No, I'd much rather hang here, and leave the stars and starlets, the pols and pollets, and the pigs and piglets, to do their own thing. None of their glitz and glamour and cash really do much for me in the first place. If anything, most of these well-to-do weenies serve as a reminder that I wouldn't ever want to be rich, myself. Sure, it'd be nice to pay off the mortgage, and maybe buy some new speakers, but
real money? Frankly, I'm just not interested.
You see, from what I can tell, big, big money and fabulous prizes seem to turn people into smarmy assholes. (And yes, assholelets.) Not universally, mind you -- there are cool, down-to-earth rich people out there. I can't actually
name any off the top of my head, but I'm sure they exist. Somewhere. But chances are, the wads of dough will go to your head, and you'll end up in a mansion, trying to build enough tennis courts to keep up with the Joneses (or the Rockefellers, or the Gateses), and you'll go to black-tie affairs and polo matches charity balls, and you'll never get back to those simple pleasures of watching football on a Sunday afternoon with your buds.

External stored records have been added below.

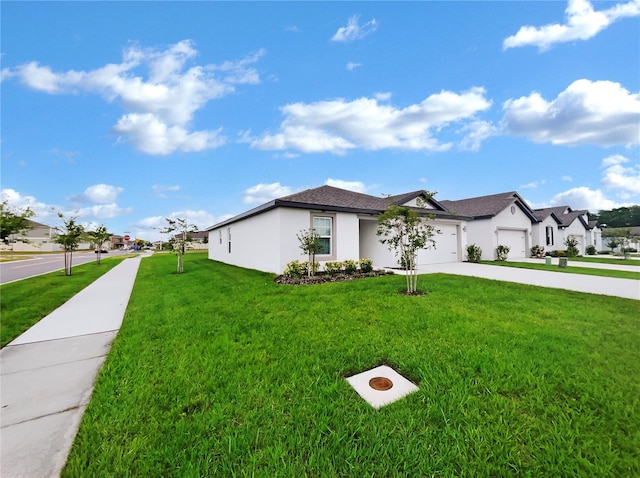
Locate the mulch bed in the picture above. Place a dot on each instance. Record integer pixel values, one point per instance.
(324, 278)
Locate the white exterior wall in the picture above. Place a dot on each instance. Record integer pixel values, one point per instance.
(485, 232)
(539, 235)
(260, 242)
(372, 248)
(577, 230)
(449, 247)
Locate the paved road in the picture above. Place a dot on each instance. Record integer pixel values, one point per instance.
(38, 264)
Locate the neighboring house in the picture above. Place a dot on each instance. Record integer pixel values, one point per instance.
(39, 237)
(199, 239)
(265, 238)
(498, 219)
(557, 224)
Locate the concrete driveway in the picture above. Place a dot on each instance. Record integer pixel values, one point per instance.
(626, 288)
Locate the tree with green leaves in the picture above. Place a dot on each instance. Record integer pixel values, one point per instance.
(180, 241)
(98, 237)
(406, 232)
(13, 220)
(620, 236)
(69, 239)
(310, 245)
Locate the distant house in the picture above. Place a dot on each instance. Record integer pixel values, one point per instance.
(498, 219)
(39, 237)
(199, 239)
(265, 238)
(556, 224)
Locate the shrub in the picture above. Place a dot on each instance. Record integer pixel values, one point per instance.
(296, 269)
(474, 253)
(333, 267)
(502, 252)
(350, 266)
(366, 265)
(537, 250)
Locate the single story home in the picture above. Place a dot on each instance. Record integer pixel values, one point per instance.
(266, 238)
(498, 219)
(556, 224)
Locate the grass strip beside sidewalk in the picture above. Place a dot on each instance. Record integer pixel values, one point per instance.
(569, 270)
(221, 372)
(23, 303)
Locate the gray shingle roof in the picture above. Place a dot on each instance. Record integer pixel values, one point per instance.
(329, 198)
(488, 206)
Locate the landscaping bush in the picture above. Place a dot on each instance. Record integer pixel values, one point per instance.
(350, 266)
(502, 252)
(332, 267)
(366, 265)
(296, 269)
(537, 251)
(474, 253)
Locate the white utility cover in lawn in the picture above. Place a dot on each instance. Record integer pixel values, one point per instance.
(400, 386)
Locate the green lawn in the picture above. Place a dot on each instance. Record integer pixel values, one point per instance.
(221, 372)
(27, 301)
(569, 270)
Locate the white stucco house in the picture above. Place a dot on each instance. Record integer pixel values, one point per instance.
(265, 238)
(498, 219)
(556, 224)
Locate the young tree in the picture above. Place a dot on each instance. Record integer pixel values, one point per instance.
(181, 240)
(13, 221)
(69, 239)
(310, 245)
(572, 246)
(98, 238)
(406, 232)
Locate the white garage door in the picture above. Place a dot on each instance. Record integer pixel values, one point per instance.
(516, 240)
(446, 249)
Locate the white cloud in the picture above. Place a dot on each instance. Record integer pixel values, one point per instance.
(354, 31)
(532, 185)
(100, 211)
(152, 136)
(337, 126)
(262, 193)
(617, 177)
(582, 23)
(100, 193)
(355, 186)
(43, 212)
(160, 190)
(160, 108)
(584, 198)
(587, 112)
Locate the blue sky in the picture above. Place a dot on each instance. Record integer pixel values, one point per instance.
(124, 114)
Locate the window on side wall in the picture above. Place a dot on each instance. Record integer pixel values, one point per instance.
(323, 226)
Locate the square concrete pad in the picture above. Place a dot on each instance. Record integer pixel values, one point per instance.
(379, 398)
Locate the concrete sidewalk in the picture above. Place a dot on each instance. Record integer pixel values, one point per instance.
(48, 373)
(626, 288)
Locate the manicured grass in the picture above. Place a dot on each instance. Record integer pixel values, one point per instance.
(607, 260)
(569, 270)
(221, 372)
(27, 301)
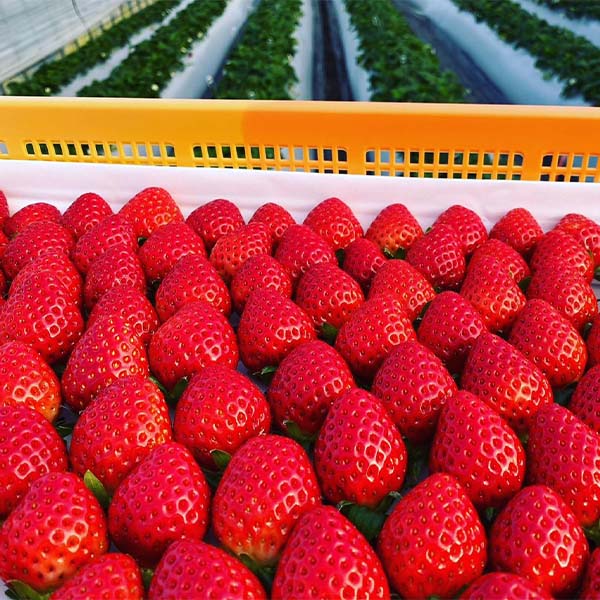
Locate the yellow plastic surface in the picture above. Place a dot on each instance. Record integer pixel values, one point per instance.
(408, 140)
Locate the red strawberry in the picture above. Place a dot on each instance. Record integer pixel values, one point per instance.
(475, 445)
(413, 385)
(271, 326)
(194, 337)
(191, 279)
(165, 246)
(258, 272)
(309, 379)
(111, 448)
(29, 448)
(335, 222)
(328, 295)
(467, 224)
(439, 255)
(519, 229)
(537, 536)
(219, 410)
(25, 378)
(506, 381)
(348, 466)
(548, 340)
(355, 572)
(214, 220)
(393, 229)
(194, 569)
(164, 499)
(85, 213)
(449, 329)
(112, 575)
(149, 209)
(266, 488)
(398, 279)
(371, 333)
(362, 259)
(433, 542)
(106, 352)
(57, 528)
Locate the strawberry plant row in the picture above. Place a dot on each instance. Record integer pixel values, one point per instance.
(402, 67)
(52, 76)
(558, 51)
(260, 66)
(149, 68)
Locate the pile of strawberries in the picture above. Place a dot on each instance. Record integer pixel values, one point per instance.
(297, 410)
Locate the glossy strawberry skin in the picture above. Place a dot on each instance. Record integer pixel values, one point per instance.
(274, 475)
(163, 499)
(58, 517)
(433, 542)
(413, 385)
(537, 536)
(347, 465)
(195, 569)
(354, 570)
(220, 409)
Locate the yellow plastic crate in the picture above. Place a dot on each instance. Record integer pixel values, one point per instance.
(405, 140)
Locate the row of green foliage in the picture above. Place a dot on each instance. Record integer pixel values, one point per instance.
(401, 67)
(52, 76)
(558, 51)
(260, 65)
(151, 65)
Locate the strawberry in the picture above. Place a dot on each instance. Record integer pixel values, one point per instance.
(309, 379)
(271, 326)
(113, 575)
(449, 329)
(506, 381)
(439, 255)
(219, 410)
(413, 385)
(398, 279)
(258, 272)
(371, 333)
(29, 448)
(165, 246)
(111, 448)
(107, 351)
(266, 488)
(394, 229)
(328, 295)
(362, 259)
(149, 209)
(300, 247)
(85, 213)
(26, 378)
(549, 341)
(57, 528)
(191, 279)
(433, 542)
(564, 454)
(194, 569)
(519, 229)
(194, 337)
(163, 499)
(232, 250)
(355, 572)
(475, 445)
(468, 226)
(335, 222)
(537, 536)
(214, 220)
(348, 467)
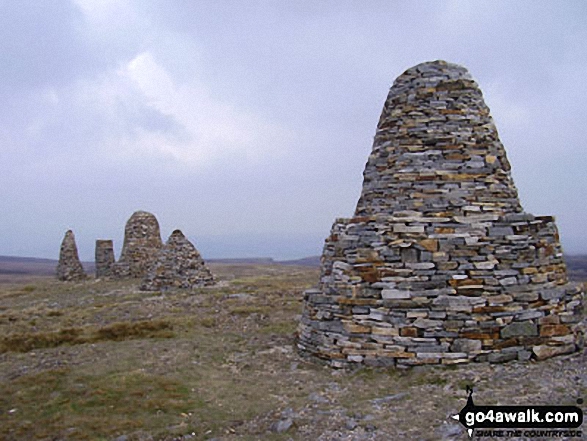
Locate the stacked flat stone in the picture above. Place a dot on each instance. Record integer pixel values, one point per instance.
(142, 241)
(69, 268)
(177, 265)
(440, 264)
(104, 258)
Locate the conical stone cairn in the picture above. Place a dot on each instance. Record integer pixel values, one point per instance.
(142, 241)
(440, 264)
(104, 258)
(69, 268)
(177, 265)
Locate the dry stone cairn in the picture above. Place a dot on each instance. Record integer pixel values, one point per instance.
(104, 258)
(177, 265)
(440, 264)
(142, 241)
(69, 268)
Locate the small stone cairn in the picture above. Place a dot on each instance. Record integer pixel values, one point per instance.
(177, 265)
(104, 258)
(69, 268)
(440, 264)
(142, 241)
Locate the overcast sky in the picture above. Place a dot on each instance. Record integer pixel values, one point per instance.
(247, 124)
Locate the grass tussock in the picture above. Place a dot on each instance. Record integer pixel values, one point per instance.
(73, 406)
(25, 342)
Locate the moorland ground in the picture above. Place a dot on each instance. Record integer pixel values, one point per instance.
(103, 360)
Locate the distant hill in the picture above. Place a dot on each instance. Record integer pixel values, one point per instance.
(306, 261)
(10, 265)
(577, 267)
(33, 266)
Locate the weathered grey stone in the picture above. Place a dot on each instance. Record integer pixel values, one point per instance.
(439, 258)
(142, 240)
(466, 345)
(520, 329)
(177, 265)
(543, 352)
(69, 268)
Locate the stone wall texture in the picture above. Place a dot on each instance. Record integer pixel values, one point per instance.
(177, 265)
(104, 258)
(142, 241)
(69, 268)
(440, 264)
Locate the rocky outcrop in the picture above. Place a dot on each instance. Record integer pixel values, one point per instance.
(177, 265)
(440, 264)
(69, 268)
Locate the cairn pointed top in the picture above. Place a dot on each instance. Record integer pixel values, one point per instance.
(69, 268)
(436, 150)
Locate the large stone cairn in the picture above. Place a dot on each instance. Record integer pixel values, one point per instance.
(69, 268)
(177, 265)
(440, 264)
(142, 241)
(104, 258)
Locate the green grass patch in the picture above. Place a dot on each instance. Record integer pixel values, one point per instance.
(24, 342)
(49, 404)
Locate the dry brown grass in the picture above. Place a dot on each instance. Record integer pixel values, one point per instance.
(100, 360)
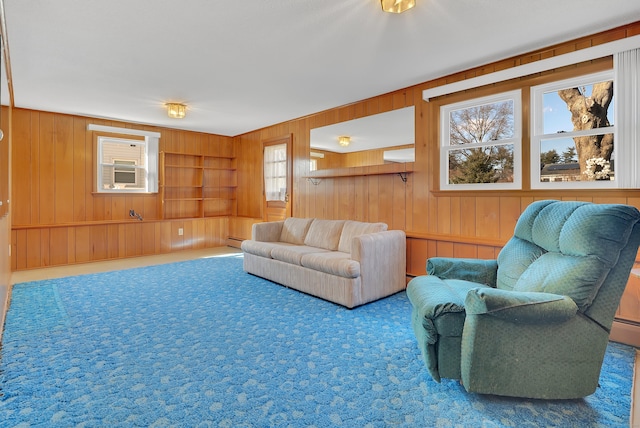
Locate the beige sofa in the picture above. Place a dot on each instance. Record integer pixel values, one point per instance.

So, anyway, that's how I feel. Maybe I'm missing out on a life of luxury and pampering, but I simply can't risk losing the sweet thing my wife and I have got going right now. So we'll make that house payment every month, and the car payment, and we'll scrape up enough dough to buy those speakers, and in the meantime, we'll laugh and giggle and cheer on our favorite teams.
This is my American dream, folks, and there's not a bit of tinsel or a sequined gown in sight. Or stacks of money and gold, for that matter. But I wouldn't change a thing. Not one damned thing.